Cool and uncompromised

The need for validation is the strongest it has ever been now, more than at any other time in human history. Blame it on the explosion of social media, and media sharing networks like Tik Tok and Instagram.

Apr 08, 2023


The need for validation is the strongest it has ever been now, more than at any other time in human history. Blame it on the explosion of social media, and media sharing networks like Tik Tok and Instagram.

Public spaces these days are rife with people purportedly living their best lives, or learning how to live again after trauma. Everyone with a story to tell (as well as those with nothing much to say), is jockeying for space on media feeds.
Anyone with a social media account is a consumer, willing or not, and it is easy to feel bewildered or lost after protracted amounts of time trawling through Facebook and its affiliates. Like insidious sugar, social media has insinuated itself into our lives, and many times, not for the best.

Is it any surprise, then, that people have begun revisiting that age-old question: what am I here for? It’s ironic that in these days of excellent satellite navigation systems, and apps like Waze, that people appear to be more lost than ever.
In view of this, I take so much comfort in the assured security and infallibility of the Baltimore Catechism, which queries, “Why did God make me? and answers, “God made me to know Him, to love Him, and to serve Him in this world, and to be happy with Him forever in the next.” Some may scoff at the infantile innocence of this question and answer, but I believe some things need to be simplified in order for their impact to be felt.

I turn to the Baltimore Catechism in times where the Catechism of the Catholic Church feels more apt as a cockroach killer than a beacon of faith. The Baltimore Catechism is what drew me, as a primary Convent schoolgirl, to the faith. It was so simple, but so sure.
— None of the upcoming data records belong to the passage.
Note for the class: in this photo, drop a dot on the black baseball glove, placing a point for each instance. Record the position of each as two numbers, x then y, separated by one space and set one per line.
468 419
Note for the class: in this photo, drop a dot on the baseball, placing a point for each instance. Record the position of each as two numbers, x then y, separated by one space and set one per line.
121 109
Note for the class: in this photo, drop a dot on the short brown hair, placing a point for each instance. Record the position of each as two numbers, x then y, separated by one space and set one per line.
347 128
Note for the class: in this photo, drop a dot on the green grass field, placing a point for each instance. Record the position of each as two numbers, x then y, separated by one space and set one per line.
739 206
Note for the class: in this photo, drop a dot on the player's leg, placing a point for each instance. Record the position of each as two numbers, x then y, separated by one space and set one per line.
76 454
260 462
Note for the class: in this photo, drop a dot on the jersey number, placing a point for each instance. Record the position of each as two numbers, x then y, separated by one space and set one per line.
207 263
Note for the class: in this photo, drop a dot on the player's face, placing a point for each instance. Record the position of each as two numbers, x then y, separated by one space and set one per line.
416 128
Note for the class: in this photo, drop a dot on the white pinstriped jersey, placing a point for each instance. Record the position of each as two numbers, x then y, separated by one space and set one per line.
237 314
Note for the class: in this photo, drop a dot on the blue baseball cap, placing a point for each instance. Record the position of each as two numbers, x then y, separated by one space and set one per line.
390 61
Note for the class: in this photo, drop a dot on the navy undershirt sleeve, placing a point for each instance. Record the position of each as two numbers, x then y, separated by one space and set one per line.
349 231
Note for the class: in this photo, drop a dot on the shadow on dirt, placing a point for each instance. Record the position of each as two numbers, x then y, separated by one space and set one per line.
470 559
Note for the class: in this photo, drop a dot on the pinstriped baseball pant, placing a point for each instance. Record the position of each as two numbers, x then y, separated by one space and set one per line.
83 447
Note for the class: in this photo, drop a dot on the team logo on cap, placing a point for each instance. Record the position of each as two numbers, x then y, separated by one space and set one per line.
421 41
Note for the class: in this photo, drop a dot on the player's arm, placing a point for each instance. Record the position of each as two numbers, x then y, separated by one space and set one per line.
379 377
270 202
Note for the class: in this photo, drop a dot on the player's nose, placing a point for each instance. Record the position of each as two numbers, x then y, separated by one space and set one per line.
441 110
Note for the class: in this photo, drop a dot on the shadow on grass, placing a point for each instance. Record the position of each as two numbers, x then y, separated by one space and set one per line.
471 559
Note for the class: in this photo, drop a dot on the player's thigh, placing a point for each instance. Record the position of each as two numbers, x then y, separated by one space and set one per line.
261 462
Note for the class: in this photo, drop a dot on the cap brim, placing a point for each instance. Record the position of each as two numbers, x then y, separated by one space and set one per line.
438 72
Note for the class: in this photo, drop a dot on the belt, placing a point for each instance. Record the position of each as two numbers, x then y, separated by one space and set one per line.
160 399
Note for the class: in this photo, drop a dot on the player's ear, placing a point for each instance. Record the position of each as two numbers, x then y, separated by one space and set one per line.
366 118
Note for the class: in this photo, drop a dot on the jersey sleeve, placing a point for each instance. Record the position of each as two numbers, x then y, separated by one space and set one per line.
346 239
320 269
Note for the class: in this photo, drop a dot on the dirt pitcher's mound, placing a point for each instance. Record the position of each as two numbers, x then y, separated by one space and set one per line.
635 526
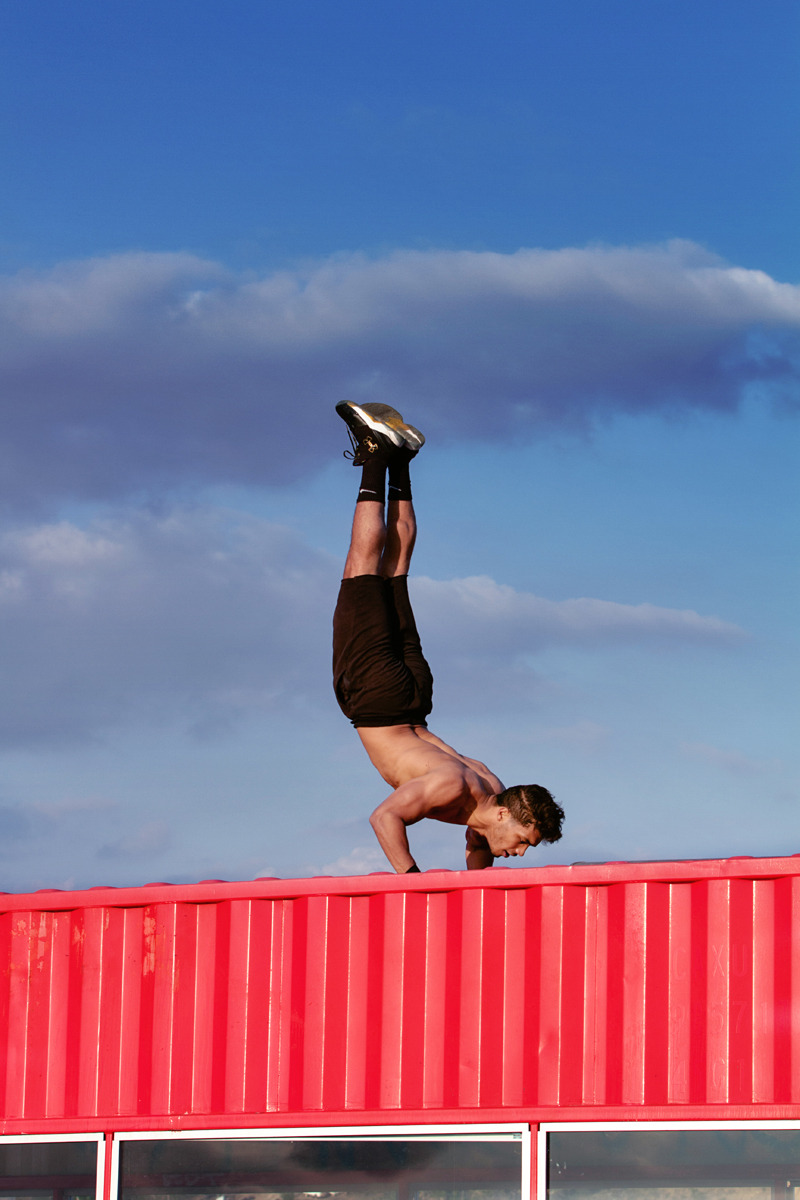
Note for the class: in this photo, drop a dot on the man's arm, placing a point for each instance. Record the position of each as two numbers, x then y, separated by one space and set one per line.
409 803
477 852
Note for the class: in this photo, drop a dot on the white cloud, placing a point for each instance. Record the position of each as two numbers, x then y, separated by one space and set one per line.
487 618
202 619
360 861
150 839
192 616
156 370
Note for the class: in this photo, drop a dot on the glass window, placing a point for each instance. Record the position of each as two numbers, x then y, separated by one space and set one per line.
310 1169
48 1170
674 1164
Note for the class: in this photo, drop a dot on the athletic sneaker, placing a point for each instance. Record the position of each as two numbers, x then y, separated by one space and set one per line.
378 427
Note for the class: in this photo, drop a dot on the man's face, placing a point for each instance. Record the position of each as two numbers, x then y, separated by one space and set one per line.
509 839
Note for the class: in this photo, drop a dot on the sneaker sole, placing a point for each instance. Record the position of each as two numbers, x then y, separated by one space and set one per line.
382 419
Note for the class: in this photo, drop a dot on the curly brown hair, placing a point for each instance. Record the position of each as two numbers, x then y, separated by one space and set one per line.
533 804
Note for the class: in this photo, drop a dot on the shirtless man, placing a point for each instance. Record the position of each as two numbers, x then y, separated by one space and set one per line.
384 684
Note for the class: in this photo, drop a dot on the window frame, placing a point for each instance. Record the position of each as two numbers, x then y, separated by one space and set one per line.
36 1139
506 1132
548 1127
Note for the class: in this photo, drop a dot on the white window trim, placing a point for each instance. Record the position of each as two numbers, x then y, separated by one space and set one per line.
519 1133
630 1127
30 1139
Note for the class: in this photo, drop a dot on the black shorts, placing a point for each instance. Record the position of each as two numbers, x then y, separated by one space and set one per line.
380 676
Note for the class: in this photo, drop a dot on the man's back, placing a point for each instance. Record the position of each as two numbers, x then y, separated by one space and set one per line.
402 753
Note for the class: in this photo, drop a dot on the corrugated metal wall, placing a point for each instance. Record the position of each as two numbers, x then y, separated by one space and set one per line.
523 989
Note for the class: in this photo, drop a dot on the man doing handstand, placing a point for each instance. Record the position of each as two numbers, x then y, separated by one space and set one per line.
384 684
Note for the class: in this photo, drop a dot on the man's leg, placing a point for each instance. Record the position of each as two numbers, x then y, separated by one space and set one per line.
382 442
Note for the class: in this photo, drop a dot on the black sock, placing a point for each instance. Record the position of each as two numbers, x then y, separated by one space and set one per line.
373 479
400 479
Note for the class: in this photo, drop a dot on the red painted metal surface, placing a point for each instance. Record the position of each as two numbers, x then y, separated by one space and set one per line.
644 990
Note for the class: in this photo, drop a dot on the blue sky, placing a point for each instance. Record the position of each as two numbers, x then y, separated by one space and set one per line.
563 240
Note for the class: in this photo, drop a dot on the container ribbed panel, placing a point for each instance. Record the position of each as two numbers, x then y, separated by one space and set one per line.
561 988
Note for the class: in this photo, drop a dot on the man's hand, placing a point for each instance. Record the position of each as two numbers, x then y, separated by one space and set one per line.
477 851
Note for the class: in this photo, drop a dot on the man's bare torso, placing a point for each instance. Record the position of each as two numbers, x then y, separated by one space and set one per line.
402 753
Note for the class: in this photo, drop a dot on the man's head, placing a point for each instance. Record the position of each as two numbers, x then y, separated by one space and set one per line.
530 804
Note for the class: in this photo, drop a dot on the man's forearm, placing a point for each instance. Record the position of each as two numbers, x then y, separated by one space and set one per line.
390 832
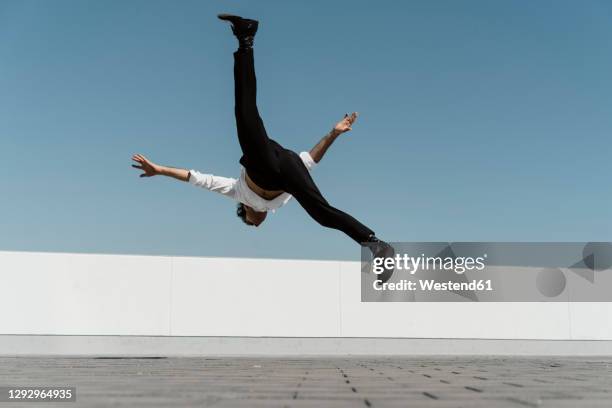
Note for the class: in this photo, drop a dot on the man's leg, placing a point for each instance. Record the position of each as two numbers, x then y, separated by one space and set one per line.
251 131
300 184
There is a profoundness in such a simple faith, and I find that, as life gets more complicated, it serves as a reminder of the simplest tenements of my faith.

My media training and work in mass communications has made me privy to how insidious the media can be at implanting suggestions of values and perceived worth. How else can one explain the explosion in whitening products which play on the belief that being darker complexioned is bad? The proliferation of body positivity media personalities who trumpet ‘big is beautiful’ is also something I look askance at, because as a plus-sized person, I know it isn’t fun or glamorous to live with aching knees. And should I ever be idiotic enough to buy some of the lingerie designed by larger-than-life Lizzo, I would be in grave danger of needing surgery to extract those bits of string she calls panties from my rather deep, personal crevices!
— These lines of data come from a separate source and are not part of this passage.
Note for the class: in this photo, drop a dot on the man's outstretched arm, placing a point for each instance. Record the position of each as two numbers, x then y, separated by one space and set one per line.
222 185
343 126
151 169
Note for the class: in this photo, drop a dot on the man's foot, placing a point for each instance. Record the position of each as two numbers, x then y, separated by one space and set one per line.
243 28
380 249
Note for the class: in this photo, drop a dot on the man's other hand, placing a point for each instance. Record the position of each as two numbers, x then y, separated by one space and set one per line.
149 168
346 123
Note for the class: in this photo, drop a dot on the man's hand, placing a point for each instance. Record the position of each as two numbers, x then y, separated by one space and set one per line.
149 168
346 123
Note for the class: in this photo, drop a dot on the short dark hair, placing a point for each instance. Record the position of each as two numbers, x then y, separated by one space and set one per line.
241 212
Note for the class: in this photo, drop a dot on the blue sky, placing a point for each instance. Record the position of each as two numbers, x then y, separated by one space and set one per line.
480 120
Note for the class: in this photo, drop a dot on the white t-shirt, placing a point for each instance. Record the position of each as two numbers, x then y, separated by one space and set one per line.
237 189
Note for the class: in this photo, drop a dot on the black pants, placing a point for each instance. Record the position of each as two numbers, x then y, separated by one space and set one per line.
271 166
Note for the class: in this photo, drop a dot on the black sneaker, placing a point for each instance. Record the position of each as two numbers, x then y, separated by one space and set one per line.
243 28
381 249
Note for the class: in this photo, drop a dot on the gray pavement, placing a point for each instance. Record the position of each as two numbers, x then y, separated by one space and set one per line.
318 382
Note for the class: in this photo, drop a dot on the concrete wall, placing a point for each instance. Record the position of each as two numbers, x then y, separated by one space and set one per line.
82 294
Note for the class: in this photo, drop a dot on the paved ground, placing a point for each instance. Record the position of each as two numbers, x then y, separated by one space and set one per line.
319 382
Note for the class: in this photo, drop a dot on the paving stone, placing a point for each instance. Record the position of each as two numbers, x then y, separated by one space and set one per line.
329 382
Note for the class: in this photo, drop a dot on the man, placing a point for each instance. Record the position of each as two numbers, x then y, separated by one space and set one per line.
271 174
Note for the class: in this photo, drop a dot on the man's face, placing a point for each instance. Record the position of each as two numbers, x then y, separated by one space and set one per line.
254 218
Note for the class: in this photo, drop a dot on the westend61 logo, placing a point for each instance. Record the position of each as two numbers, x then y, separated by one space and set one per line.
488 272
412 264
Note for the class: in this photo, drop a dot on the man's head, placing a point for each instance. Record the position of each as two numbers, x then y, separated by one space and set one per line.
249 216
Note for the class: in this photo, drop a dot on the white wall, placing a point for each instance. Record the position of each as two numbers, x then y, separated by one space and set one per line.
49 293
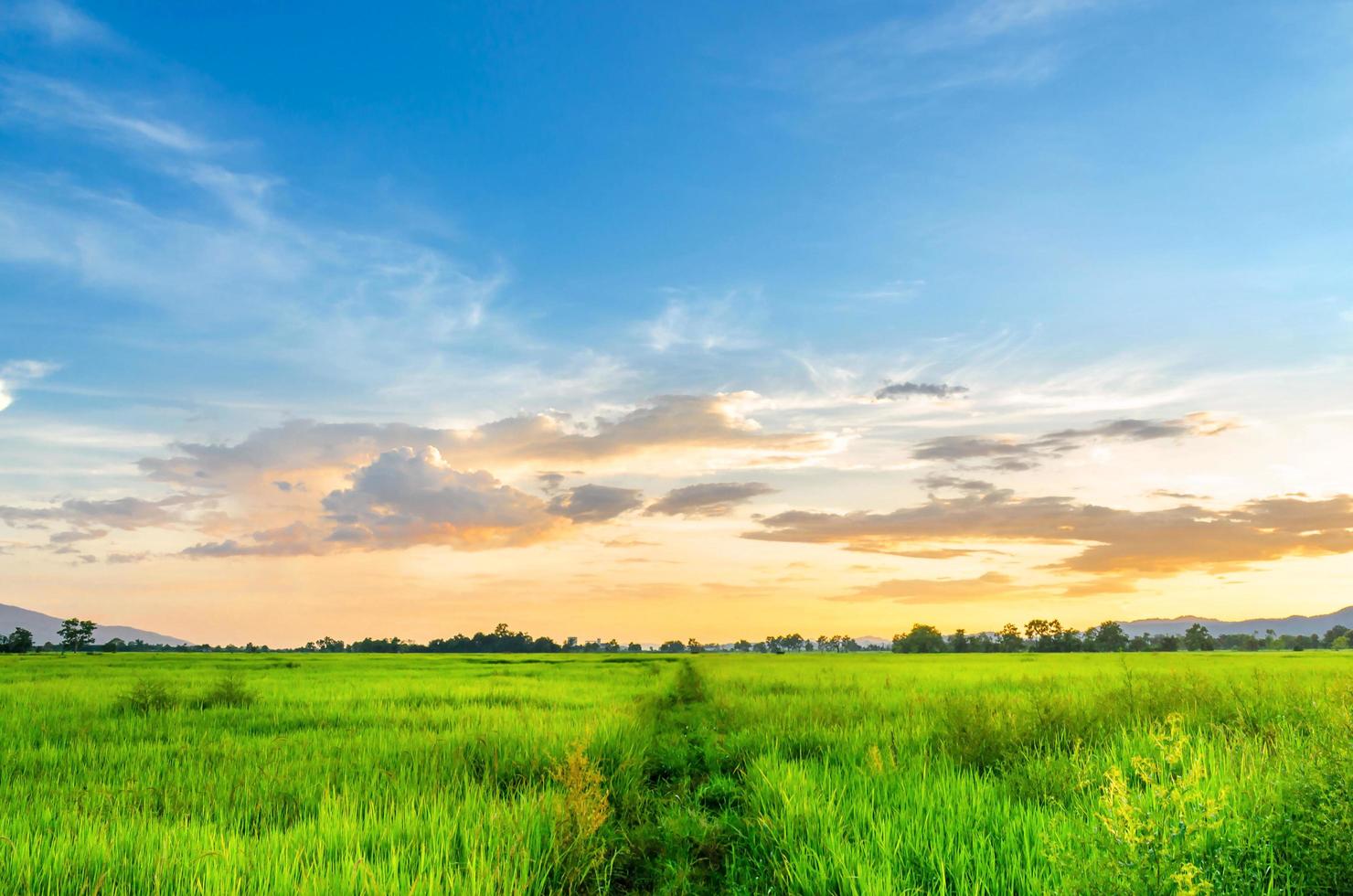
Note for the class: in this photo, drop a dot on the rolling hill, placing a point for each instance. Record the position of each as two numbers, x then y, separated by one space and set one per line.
45 628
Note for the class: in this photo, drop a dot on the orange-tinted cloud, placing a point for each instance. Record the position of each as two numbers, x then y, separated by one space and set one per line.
1012 453
668 422
1113 541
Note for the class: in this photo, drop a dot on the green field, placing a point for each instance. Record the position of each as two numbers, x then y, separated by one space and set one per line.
283 773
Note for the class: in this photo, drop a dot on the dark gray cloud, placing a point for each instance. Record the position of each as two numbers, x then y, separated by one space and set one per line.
594 504
406 498
668 422
1015 455
926 390
1111 541
708 498
118 513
With so many voices saying so many contrary things (“thin is still in”, “fat is the new fit”, “it’s okay to be the gender you think you should be”), it is no wonder that people are confused. How far can self-expression go until it infringes on another person’s standard of morality, or freedom of choice? This is an argument which can go on ad infinitum, unless it is given a context.

And how grateful I am that I have the yardstick of my faith. It seems laughably archaic to pin my social orientations on to the Word of God, but I truly believe, as I tell my teenaged daughter, that if one does not stand for something, they will fall for anything.

I am so grateful for the profusion of Catholic priests who have undertaken to engage on social media, because they believe — rightly so — that this is the new battlefield. Faith is at war with the rest of the Internet, and thankfully, we have charismatic men of God like Frs Mike Schmitz, Cedric Pesigna, and David Michael Moses who fly the flag of cool good for Catholicism.

And yet, even their fun, upbeat, personal, God-driven sharing can pale in comparison to influencers who can be bought; whose opinions can vary, depending on who pays them to say what.

How does an unchanging faith like ours compete in a space like this? The simple answer is, it does not. Our faith is as unchanging as it is uncompromising. It does not suddenly decide that gender can be selected, nor chastity compromised.

In a world where the goal posts of some values seem to be moveable, the Catholic Church remains firm.

And it is in this that we find our security, our infallibility, and our worthiness. Just as “Jesus Christ is the same, yesterday, today, and forever” (Hebrews 13:8), the Church He founded remains unbending to societal pressure and the whims and fancies of trends and fads.

So, when we are tempted to wonder why we are here, perhaps it would do us good to remember John 10:10, “I came so that [you] might have life and have it more abundantly.”

(Karen-Michaela Tan is a poet, writer and editor who seeks out God’s presence in the human condition and looks for ways to put the Word of God into real action.)